Nieuw verzamelbesluit lijfrente in de winstsfeer (2014.27.3003)

De staatssecretaris van Financiën heeft een nieuw besluit uitgebracht over lijfrenten in de winstsfeer. Een belangrijk deel van het nieuwe beleid betreft het ‘uitzakken’ van de onderneming zonder lijfrente. Het is mogelijk een aftrekbare lijfrente te bedingen als tegenprestatie voor de overdracht van een deel van een onderneming (art. 3.126 Wet IB 2001). Een dergelijke lijfrente dient bedongen te worden bij een professionele verzekeraar of bij de overnemer (BV of natuurlijk persoon). De wet eist niet dat de BV (c.q.  natuurlijk persoon) de onderneming ook in de toekomst voortzet. Indien echter sprake is van vooropgezette ‘dooroverdracht’ van de onderneming aan een derde, is de verzekeraar in wezen geen overnemer. In dat geval wordt de aftrek van de lijfrentepremie geweigerd (c.q. wordt alsnog teruggekomen of de aftrek).

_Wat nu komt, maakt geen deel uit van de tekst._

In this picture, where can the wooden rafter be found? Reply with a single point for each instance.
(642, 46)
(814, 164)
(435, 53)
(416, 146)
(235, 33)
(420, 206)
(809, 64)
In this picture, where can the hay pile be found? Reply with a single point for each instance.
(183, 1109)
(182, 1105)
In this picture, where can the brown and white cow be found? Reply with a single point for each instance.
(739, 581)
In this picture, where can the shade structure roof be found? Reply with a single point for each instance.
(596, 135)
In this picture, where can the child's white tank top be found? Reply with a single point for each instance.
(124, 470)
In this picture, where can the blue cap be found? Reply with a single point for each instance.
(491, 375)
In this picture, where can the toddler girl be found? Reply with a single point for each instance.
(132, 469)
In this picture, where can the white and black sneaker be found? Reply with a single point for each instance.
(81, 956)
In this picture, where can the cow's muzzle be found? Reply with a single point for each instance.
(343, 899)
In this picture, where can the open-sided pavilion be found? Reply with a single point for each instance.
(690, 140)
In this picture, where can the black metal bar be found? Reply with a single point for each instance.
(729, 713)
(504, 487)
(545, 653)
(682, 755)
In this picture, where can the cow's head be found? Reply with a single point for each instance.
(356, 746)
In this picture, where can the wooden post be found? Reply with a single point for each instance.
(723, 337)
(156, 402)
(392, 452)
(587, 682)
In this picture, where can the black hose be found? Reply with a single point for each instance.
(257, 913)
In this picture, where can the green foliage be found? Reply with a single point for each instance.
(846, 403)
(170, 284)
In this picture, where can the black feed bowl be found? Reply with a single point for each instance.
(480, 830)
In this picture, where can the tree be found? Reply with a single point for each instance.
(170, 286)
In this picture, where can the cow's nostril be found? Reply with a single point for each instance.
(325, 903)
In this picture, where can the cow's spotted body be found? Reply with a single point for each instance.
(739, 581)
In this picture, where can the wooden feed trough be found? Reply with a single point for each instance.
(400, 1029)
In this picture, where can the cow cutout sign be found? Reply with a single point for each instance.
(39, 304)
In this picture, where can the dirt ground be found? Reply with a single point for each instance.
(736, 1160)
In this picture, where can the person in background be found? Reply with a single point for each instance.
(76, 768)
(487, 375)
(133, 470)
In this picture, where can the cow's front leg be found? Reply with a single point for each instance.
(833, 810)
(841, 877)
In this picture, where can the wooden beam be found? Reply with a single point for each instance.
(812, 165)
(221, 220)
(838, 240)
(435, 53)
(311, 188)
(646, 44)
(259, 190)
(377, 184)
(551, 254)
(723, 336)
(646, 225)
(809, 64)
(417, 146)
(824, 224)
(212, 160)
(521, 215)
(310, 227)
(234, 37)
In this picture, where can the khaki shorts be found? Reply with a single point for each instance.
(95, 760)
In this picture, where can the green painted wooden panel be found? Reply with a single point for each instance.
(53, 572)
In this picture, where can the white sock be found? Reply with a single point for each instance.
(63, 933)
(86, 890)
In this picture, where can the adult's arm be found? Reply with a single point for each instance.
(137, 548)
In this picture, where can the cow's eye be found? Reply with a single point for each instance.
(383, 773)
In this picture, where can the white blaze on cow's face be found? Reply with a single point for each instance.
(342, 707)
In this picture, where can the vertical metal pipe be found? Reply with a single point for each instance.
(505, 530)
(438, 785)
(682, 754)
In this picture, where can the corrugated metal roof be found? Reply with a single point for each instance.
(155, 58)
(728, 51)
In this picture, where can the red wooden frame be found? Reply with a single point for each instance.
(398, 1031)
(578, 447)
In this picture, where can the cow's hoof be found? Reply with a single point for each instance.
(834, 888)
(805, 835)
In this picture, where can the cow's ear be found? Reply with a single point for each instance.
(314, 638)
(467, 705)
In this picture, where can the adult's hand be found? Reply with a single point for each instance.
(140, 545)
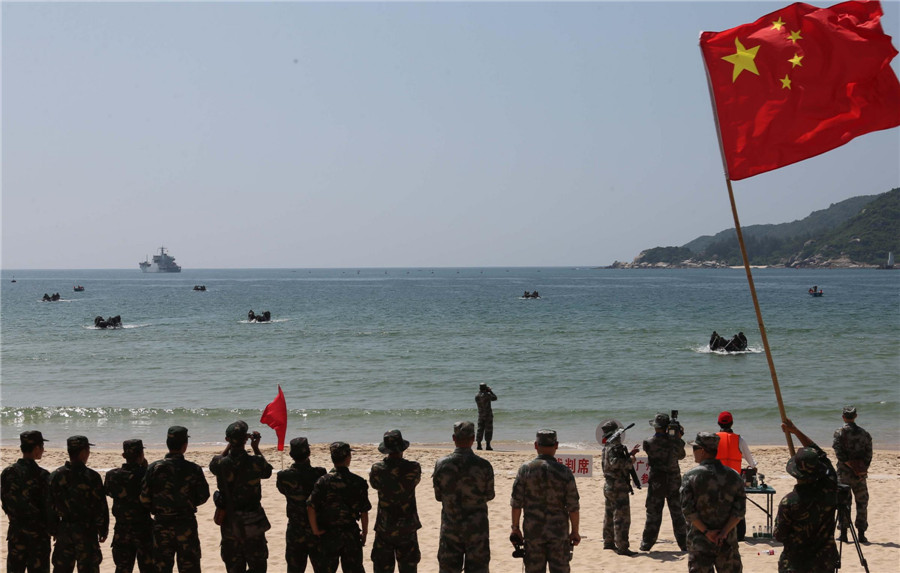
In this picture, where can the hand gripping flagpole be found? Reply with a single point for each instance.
(740, 234)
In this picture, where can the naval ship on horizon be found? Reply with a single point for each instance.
(162, 263)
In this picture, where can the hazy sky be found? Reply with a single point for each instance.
(380, 134)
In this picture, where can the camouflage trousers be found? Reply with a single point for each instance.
(76, 544)
(176, 539)
(541, 554)
(663, 488)
(301, 546)
(470, 548)
(704, 556)
(342, 545)
(617, 520)
(404, 549)
(130, 544)
(27, 549)
(860, 495)
(485, 428)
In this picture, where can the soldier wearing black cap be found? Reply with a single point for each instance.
(24, 493)
(805, 520)
(464, 483)
(296, 483)
(77, 496)
(239, 476)
(395, 479)
(663, 453)
(713, 502)
(853, 448)
(339, 499)
(546, 490)
(133, 535)
(172, 490)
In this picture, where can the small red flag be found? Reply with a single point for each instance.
(799, 82)
(275, 416)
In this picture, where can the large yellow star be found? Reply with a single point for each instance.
(742, 60)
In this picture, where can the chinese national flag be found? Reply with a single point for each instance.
(275, 416)
(799, 82)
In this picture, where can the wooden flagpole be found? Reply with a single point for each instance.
(762, 327)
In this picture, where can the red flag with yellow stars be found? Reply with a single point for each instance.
(799, 82)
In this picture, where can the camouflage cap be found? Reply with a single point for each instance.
(707, 441)
(546, 438)
(31, 438)
(77, 442)
(132, 447)
(463, 430)
(393, 443)
(236, 431)
(805, 464)
(340, 449)
(177, 433)
(299, 448)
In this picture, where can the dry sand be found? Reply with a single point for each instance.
(882, 553)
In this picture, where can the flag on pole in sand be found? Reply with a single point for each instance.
(799, 82)
(275, 416)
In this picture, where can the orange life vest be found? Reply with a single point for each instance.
(729, 452)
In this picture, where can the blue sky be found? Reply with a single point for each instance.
(380, 134)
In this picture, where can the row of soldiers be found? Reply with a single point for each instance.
(155, 505)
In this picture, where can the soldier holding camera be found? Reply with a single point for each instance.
(806, 516)
(546, 490)
(664, 449)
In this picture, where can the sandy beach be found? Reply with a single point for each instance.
(882, 553)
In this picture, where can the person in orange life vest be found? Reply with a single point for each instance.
(733, 447)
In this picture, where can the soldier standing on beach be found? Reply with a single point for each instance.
(77, 496)
(395, 479)
(464, 483)
(663, 452)
(617, 463)
(853, 447)
(546, 490)
(238, 477)
(339, 499)
(25, 493)
(713, 502)
(172, 490)
(296, 483)
(133, 535)
(485, 415)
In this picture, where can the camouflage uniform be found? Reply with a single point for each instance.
(340, 497)
(24, 493)
(854, 445)
(133, 535)
(663, 452)
(296, 483)
(77, 496)
(172, 489)
(395, 479)
(617, 465)
(805, 520)
(712, 493)
(464, 483)
(546, 490)
(239, 478)
(485, 415)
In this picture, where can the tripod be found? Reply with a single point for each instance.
(845, 523)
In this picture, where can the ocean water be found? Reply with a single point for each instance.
(361, 351)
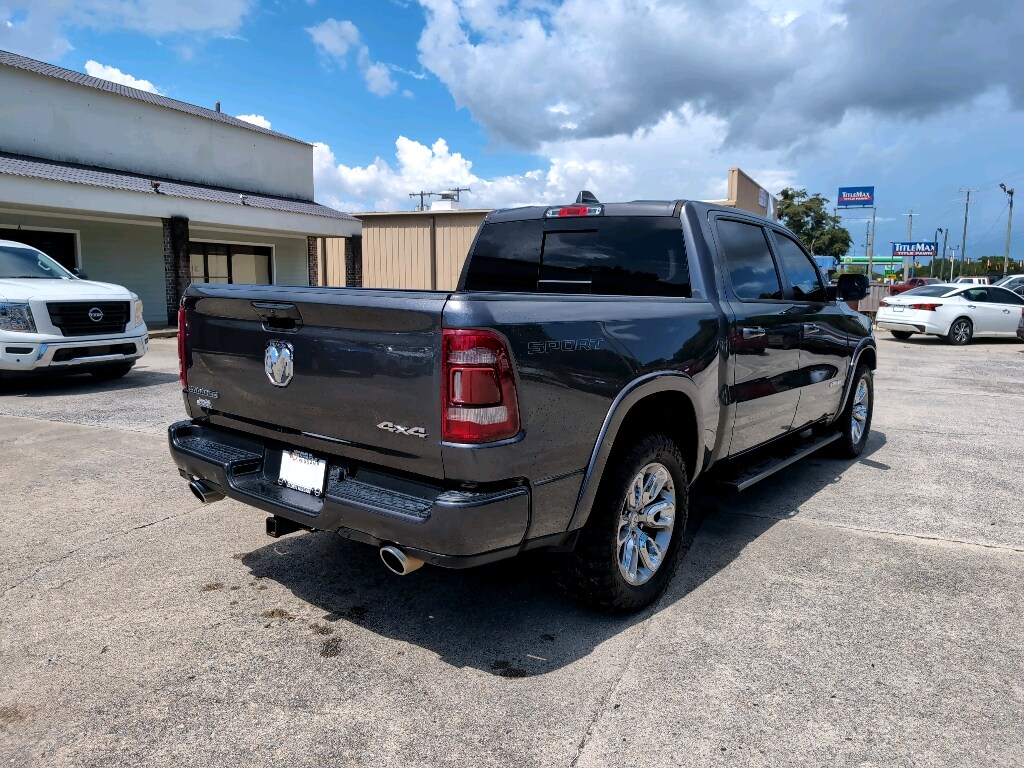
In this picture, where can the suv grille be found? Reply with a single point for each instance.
(73, 317)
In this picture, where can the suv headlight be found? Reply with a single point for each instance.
(16, 317)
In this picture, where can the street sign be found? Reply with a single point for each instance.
(855, 197)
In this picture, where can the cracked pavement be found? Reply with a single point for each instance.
(838, 613)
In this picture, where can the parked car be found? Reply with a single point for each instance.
(958, 312)
(52, 321)
(1012, 282)
(898, 288)
(594, 360)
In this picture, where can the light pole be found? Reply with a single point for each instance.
(1010, 223)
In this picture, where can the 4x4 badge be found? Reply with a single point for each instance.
(397, 429)
(278, 363)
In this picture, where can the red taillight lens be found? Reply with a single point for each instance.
(478, 397)
(182, 346)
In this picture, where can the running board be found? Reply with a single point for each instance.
(767, 467)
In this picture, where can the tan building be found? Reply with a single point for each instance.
(427, 249)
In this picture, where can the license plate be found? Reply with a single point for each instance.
(302, 471)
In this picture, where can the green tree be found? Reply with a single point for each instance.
(808, 217)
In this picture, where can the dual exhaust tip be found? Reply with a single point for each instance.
(394, 559)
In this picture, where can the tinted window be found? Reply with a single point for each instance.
(506, 257)
(1003, 296)
(976, 294)
(801, 272)
(617, 256)
(752, 269)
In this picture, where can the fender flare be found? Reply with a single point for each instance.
(865, 343)
(653, 383)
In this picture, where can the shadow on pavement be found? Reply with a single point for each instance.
(509, 619)
(40, 386)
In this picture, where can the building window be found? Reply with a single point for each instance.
(222, 262)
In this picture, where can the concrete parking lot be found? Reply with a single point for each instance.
(865, 613)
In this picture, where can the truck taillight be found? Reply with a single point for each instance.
(478, 397)
(182, 346)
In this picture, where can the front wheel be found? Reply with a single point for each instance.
(961, 332)
(629, 548)
(855, 422)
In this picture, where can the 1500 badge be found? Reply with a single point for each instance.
(397, 429)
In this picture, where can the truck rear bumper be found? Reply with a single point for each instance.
(453, 528)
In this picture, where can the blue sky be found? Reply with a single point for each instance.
(529, 100)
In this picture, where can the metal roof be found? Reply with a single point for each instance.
(50, 170)
(41, 68)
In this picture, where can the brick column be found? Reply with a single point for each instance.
(353, 261)
(177, 274)
(312, 260)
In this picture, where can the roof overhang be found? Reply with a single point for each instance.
(70, 198)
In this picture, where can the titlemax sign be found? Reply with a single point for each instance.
(856, 196)
(914, 250)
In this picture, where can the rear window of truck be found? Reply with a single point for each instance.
(614, 256)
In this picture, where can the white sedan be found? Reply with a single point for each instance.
(956, 311)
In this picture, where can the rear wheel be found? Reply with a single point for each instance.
(855, 422)
(630, 546)
(961, 332)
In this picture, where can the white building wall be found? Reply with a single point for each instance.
(49, 118)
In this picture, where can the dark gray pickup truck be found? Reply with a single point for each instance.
(594, 361)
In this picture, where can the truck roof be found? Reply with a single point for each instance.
(632, 208)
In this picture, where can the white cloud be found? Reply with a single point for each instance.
(115, 75)
(774, 70)
(336, 39)
(255, 120)
(681, 157)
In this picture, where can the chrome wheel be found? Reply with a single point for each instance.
(962, 332)
(645, 523)
(858, 414)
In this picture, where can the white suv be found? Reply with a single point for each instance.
(53, 321)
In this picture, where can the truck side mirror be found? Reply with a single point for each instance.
(852, 287)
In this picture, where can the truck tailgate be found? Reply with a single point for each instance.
(366, 376)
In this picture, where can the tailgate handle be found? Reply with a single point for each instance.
(279, 315)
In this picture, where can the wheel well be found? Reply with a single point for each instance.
(868, 358)
(648, 415)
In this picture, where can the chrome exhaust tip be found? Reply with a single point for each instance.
(398, 562)
(204, 493)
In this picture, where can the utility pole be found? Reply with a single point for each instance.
(967, 209)
(909, 237)
(1010, 223)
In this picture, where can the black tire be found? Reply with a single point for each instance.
(110, 373)
(591, 572)
(851, 444)
(961, 332)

In het besluit wordt goedgekeurd dat de onderneming eerst wordt ingebracht in een holding, waarna de onderneming – exclusief de lijfrenteverplichting – uitzakt in de werk-BV. Ondanks dat de onderneming wordt overgedragen aan een ‘derde’, blijft de lijfrenteaftrek in stand. Vereist hierbij is dat de overdragende BV de gerechtigdheid tot het vermogen en de winst van ‘uitgezakte’ onderneming volledig behoudt. Goedgekeurd wordt tevens de situatie dat twee maten eerst hun maatschapsaandeel (ruisend met lijfrenteaftrek) inbrengen in twee holdings en vervolgens de ondernemingen laten uitzakken in een gezamenlijke werkmaatschappij. Ook de variant waarbij twee maten hun onderneming inbrengen in een gezamenlijke holding, waarna gedeelten van de onderneming uitzakken in twee werkmaatschappijen, hoeft niet tot terugneming of weigering van de lijfrenteaftrek te leiden. In het besluit wordt opgemerkt dat het uitzakken van de onderneming in de werk-BV tegen schulderkenning (creditering) mogelijk is. De omvang van de creditering als zodanig is hierbij niet van belang. Het is ook mogelijk dat de onderneming in de werk-BV uitzakt tegen uitreiking van cumulatief preferente aandelen in plaats van creditering. Vereist is echter in alle gevallen dat de holding gerechtigd blijft tot het vermogen en de winst van de overgedragen onderneming.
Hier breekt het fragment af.